When finishing pouring wine, red drips more than white. Why is this?

Bernard Newman, a wine scientist at Lincoln University, responded.

There would be three main contributors to viscosity; yeast, alcohol concentration and residual sugar content.

With respect to surface tension, I am not sure how variable this is in aqueous solutions and whether or not the variability between wines would account for any visible effects here. The glycerol that yeast produce eventually finds its way into the wine and I suspect there is little difference in concentration due to the traditional ferment differences of red (a warm and fast ferment of 5-7 days) with that of most white wines (being cooler and slower).

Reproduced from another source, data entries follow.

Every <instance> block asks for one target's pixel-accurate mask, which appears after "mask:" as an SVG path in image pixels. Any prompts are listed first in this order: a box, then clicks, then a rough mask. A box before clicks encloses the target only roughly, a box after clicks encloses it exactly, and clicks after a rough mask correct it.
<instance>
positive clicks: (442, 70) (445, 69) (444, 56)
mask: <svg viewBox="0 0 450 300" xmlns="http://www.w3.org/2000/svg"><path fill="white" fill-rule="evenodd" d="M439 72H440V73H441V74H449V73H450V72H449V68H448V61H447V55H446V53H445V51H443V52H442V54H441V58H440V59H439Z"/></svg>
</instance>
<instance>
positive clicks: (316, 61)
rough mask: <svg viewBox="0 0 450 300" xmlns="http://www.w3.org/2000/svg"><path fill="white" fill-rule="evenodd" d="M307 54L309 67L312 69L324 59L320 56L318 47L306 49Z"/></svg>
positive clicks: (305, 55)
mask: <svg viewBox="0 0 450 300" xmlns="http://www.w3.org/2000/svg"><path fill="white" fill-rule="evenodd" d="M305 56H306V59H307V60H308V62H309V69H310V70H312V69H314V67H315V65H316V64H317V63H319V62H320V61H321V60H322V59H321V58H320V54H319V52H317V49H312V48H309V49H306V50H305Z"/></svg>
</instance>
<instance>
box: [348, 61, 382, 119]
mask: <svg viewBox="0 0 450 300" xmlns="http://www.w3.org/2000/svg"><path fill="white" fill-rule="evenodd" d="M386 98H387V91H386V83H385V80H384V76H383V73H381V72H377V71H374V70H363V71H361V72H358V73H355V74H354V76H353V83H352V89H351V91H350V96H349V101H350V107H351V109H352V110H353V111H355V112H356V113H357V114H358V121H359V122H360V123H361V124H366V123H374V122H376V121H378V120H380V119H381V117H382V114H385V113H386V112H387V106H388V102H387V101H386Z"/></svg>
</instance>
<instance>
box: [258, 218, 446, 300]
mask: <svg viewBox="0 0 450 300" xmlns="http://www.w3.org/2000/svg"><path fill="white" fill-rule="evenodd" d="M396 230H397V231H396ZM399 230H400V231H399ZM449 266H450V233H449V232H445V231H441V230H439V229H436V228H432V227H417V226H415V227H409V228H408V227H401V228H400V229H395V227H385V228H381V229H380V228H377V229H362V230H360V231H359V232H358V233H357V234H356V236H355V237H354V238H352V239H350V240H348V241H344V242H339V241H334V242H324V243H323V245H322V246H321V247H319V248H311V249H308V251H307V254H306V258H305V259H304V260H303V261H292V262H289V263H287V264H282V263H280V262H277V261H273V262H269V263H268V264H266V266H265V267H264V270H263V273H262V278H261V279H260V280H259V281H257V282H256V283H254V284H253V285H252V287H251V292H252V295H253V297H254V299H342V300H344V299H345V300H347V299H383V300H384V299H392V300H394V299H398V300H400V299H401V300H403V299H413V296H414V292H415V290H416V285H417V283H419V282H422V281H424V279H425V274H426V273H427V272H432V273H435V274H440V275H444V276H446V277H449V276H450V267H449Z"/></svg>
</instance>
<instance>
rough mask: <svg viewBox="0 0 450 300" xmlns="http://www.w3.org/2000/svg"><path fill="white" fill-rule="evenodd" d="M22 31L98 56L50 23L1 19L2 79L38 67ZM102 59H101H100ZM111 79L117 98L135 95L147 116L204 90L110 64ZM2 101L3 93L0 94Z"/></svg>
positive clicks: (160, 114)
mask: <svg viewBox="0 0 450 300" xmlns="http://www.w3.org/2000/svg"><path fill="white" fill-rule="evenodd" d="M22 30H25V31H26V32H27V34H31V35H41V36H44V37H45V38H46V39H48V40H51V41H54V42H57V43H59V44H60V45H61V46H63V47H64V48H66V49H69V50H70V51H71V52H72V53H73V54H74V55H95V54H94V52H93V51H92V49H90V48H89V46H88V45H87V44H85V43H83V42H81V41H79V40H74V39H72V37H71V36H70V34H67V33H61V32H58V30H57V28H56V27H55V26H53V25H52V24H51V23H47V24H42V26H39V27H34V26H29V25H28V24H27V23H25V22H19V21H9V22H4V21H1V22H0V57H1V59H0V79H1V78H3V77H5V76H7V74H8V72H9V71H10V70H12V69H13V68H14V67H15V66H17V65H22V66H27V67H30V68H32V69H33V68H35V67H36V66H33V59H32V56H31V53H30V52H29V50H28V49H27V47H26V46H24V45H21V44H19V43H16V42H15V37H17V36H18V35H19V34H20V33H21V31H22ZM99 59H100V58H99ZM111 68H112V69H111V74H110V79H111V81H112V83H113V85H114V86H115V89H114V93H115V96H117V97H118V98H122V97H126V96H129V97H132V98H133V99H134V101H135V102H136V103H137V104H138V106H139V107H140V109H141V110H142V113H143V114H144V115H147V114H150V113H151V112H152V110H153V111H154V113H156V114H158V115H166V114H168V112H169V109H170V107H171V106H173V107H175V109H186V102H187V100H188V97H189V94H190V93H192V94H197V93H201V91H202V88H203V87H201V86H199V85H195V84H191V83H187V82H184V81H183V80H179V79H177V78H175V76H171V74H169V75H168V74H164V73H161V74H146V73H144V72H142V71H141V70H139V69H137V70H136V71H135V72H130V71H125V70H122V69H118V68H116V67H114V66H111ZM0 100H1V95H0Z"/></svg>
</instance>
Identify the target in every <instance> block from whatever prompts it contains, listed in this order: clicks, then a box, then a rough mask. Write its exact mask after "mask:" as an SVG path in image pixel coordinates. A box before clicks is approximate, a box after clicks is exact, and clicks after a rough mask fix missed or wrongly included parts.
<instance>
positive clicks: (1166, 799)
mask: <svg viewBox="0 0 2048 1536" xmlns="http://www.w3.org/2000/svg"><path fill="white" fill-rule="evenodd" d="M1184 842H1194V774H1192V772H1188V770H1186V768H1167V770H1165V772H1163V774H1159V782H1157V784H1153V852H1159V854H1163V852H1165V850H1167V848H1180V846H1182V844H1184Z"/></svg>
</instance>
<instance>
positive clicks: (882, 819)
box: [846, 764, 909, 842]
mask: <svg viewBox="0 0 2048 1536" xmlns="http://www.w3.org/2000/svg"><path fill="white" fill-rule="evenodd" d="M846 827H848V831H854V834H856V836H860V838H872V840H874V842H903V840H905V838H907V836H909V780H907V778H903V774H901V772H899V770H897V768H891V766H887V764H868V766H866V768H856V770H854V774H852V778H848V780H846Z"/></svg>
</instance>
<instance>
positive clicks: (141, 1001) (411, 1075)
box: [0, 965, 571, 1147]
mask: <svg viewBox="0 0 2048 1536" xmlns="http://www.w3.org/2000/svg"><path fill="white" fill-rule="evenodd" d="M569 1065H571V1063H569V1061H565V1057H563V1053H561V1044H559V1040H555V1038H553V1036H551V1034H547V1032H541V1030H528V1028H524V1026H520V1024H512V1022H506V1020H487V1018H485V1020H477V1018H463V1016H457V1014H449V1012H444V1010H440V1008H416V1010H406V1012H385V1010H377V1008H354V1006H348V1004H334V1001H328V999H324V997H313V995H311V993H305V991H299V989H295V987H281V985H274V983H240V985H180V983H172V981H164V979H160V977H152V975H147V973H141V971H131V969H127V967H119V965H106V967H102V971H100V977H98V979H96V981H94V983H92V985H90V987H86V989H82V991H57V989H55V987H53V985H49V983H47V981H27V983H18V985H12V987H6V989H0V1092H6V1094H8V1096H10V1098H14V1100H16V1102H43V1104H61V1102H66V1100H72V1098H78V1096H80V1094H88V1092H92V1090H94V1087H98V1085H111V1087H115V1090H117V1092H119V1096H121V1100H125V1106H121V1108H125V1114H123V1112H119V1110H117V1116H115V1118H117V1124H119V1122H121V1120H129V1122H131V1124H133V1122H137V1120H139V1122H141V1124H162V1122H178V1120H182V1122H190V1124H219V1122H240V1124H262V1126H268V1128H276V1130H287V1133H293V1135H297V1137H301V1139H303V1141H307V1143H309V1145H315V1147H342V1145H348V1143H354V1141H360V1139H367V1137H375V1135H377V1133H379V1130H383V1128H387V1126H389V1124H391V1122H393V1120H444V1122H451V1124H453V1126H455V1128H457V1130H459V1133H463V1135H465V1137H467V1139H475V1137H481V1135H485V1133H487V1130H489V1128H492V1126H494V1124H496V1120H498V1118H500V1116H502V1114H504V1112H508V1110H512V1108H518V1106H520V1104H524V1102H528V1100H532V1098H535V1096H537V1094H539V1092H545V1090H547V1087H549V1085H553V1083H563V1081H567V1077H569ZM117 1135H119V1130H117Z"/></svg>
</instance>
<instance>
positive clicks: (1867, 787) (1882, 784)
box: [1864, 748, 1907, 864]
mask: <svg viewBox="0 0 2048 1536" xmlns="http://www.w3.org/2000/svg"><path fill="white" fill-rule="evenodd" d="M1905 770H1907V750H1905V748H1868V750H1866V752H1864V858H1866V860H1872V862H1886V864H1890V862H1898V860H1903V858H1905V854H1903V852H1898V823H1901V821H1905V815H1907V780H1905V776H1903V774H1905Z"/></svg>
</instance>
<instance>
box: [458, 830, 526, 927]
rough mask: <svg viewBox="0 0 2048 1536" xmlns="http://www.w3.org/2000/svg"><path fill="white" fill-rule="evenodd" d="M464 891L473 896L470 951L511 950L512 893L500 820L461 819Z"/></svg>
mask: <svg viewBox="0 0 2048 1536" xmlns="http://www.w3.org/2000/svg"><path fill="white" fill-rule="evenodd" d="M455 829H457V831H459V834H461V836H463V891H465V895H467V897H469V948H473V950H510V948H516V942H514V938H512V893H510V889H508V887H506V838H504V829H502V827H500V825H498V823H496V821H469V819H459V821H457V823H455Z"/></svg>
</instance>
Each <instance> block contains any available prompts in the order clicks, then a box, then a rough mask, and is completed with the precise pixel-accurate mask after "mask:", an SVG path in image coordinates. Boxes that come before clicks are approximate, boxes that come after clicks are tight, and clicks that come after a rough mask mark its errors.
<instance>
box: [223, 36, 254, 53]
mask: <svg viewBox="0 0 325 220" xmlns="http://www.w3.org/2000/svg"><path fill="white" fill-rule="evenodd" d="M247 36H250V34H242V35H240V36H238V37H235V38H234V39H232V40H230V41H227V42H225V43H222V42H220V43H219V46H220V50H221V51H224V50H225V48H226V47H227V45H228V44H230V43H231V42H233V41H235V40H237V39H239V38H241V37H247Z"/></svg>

Some white wines are aged on their lees, with yeast autolysis over time contributing flavours, but I don't recall any reading to suggest changes of viscosity being associated with this treatment.

Alcohol concentration in wines may range from 9% - 15% and both red and white wines have variable levels of alcohol. So this is not a guide.

Residual sugar (or additions of sugar) will contribute to viscosity. Obviously a wine having a sugar level similar to that of golden syrup will have a similar viscosity too. Typically, red wines are fermented to dryness and so we would not experience a higher viscosity effect due to residual sugar in red wine. If dry wines are less viscous, then we should see equal 'drippyness' in both red and some white wines.

Some dessert wines have relatively high residual sugar levels. A wine in this category could well have 200 g/l of residual sugar. If residual sugar is a significant influence then we would expect desert wines (these are typically white wines) to exhibit higher viscosity and less of a tendency to drip when poured. Alcohol concentration could modify the residual sugar effect so one could well have a high sugar + high alcohol wine (eg some Port style wines) exhibit low viscosity but still exhibit palate 'weight'.

Perhaps 'dry matter extract' could directly correlate to wine viscosity. An opportunity for a research project perhaps?

It may just be that red wines appear to drip more than white, simply because it would be easier to notice the red drips once they have dropped.